We hit the end of the trail 16 hours, 46 minutes, 6 seconds after we started. I was as tired as I’d ever been. The combination of lack of fuel (food and water) and a brutally long day had taken a heavy toll on me. I was almost glad to hear that Phil’s thigh was cramping up on him. At least he was semi-human. I drove his car back to Boulder as he feared he’d cramp up on the drive. It was my biggest contribution of the day.

Even though I only followed behind Phil, this ranks as one of my proudest climbing accomplishments. I think it is on par with climbing the Nose of El Capitan in a day. The key to an audacious venture like this is your partner. In that respect I struck gold, pure gold. We of limited ability must seek out these supermen and convince them to team up. Here I succeeded wildly.
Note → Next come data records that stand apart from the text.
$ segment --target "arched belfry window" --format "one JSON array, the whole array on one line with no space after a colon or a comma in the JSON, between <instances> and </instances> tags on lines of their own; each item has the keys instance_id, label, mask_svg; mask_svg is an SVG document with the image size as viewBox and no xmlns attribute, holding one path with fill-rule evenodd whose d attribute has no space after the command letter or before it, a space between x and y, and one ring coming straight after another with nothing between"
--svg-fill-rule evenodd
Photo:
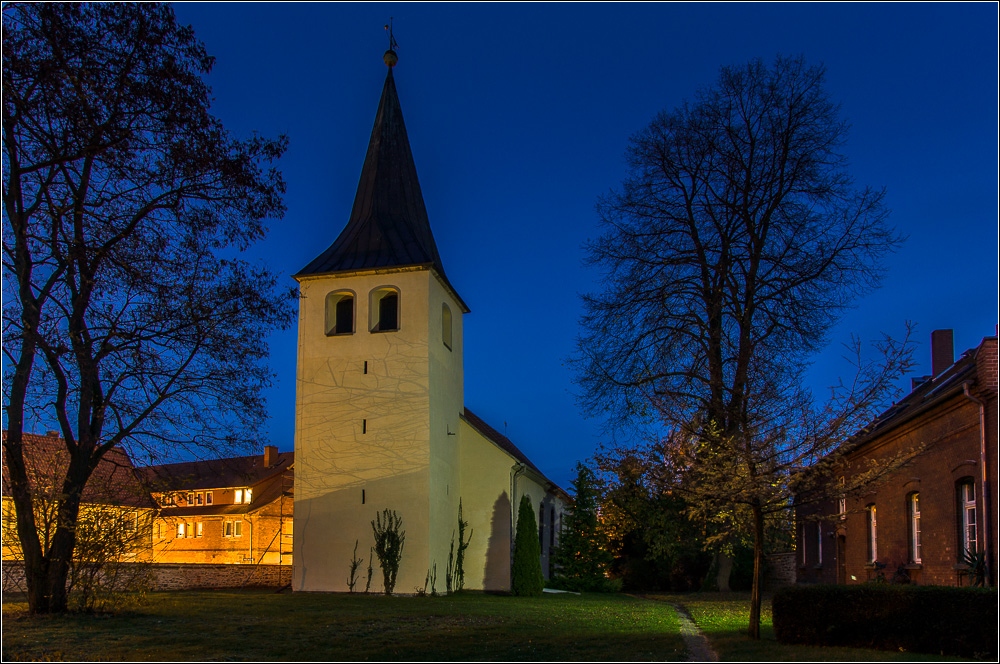
<instances>
[{"instance_id":1,"label":"arched belfry window","mask_svg":"<svg viewBox=\"0 0 1000 664\"><path fill-rule=\"evenodd\" d=\"M371 292L369 298L369 328L372 332L392 332L399 329L399 289L383 286Z\"/></svg>"},{"instance_id":2,"label":"arched belfry window","mask_svg":"<svg viewBox=\"0 0 1000 664\"><path fill-rule=\"evenodd\" d=\"M354 293L333 291L326 296L326 336L354 334Z\"/></svg>"},{"instance_id":3,"label":"arched belfry window","mask_svg":"<svg viewBox=\"0 0 1000 664\"><path fill-rule=\"evenodd\" d=\"M447 304L441 305L441 339L448 350L451 350L451 309Z\"/></svg>"}]
</instances>

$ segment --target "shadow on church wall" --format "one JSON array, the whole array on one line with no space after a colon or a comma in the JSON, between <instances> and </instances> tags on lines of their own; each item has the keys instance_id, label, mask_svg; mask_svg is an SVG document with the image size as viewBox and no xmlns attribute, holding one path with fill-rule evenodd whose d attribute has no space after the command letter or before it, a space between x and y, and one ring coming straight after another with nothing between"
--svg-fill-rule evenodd
<instances>
[{"instance_id":1,"label":"shadow on church wall","mask_svg":"<svg viewBox=\"0 0 1000 664\"><path fill-rule=\"evenodd\" d=\"M510 543L510 498L504 491L493 503L486 565L483 568L483 590L510 590Z\"/></svg>"}]
</instances>

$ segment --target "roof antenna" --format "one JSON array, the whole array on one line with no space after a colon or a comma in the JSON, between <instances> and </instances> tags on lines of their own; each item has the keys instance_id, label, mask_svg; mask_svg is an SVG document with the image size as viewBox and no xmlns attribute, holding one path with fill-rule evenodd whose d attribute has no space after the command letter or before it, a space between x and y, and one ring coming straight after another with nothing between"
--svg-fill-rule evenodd
<instances>
[{"instance_id":1,"label":"roof antenna","mask_svg":"<svg viewBox=\"0 0 1000 664\"><path fill-rule=\"evenodd\" d=\"M392 36L392 17L389 17L389 22L385 24L385 32L389 37L389 50L385 52L382 56L382 60L389 69L396 66L396 62L399 61L399 57L396 55L396 49L399 48L399 44L396 43L396 38Z\"/></svg>"}]
</instances>

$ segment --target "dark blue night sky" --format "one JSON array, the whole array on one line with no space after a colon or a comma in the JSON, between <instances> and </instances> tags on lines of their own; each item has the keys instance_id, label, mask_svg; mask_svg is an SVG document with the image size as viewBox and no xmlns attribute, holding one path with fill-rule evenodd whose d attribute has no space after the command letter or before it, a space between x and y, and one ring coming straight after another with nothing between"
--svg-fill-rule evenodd
<instances>
[{"instance_id":1,"label":"dark blue night sky","mask_svg":"<svg viewBox=\"0 0 1000 664\"><path fill-rule=\"evenodd\" d=\"M238 135L285 133L285 217L254 256L291 274L350 214L385 77L395 78L424 199L465 317L465 401L568 486L604 440L576 406L566 358L578 295L598 287L581 245L594 204L624 175L629 136L777 54L827 68L852 131L859 185L886 187L909 240L881 290L830 330L810 385L850 371L840 344L917 324L956 354L997 324L997 5L200 4L174 5L217 57L215 113ZM293 442L295 331L271 339L273 441ZM900 382L909 385L909 380Z\"/></svg>"}]
</instances>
This was my sixth ascent of the Diamond, on my sixth attempt. I know I shouldn’t acknowledge that. I'm due to be weathered off and now it will be hell to find a partner. My luck has to run out and who wants to be along when that happens. I’ve now climbed the Casual Route twice (once as part of the Longs Peak Triathlon), D7 twice (now in winter!), Pervertical Sanctuary, and the Yellow Wall. This wall has never been easier for me and never failed to intimidate. Nothing changed with this ascent. I’ll be back, but I’ll wait until warmer weather, longer days, and easier conditions.

Location

Time of Day

Elapsed Time

My Driveway

2:45 a.m.

n/a

Trailhead

4:21 a.m.

0:00:00

Jim’s Grove Junction

5:22 a.m.

1:01:46

Chasm Cutoff

5:44 a.m.

1:23:20

Chasm Lake

6:57 a.m.

2:36:09

Base of the East Face

7:42 a.m.

3:21:09

Broadway

9:00 a.m. ?

4:39:??

Starting up D7

9:40 a.m.

5:20:??

Table Ledge

4:21 p.m.

12:00

Summit

5:50 p.m.

13:29:00

Boulder Field

7:00 p.m.

~14:40

Chasm Cutoff

7:57 p.m.

15:33:??

Jim’s Grove Junction

8:17 p.m.

15:56:??

Trailhead

9:07 p.m.

16:46:06 trailhead-to-trailhead

My Driveway

10:40 p.m.

n/a – but 20 hours house-to-house

Figure 1 : Timetable, as best I can figure from an altitude profile and a bunch of spurious split times on my watch.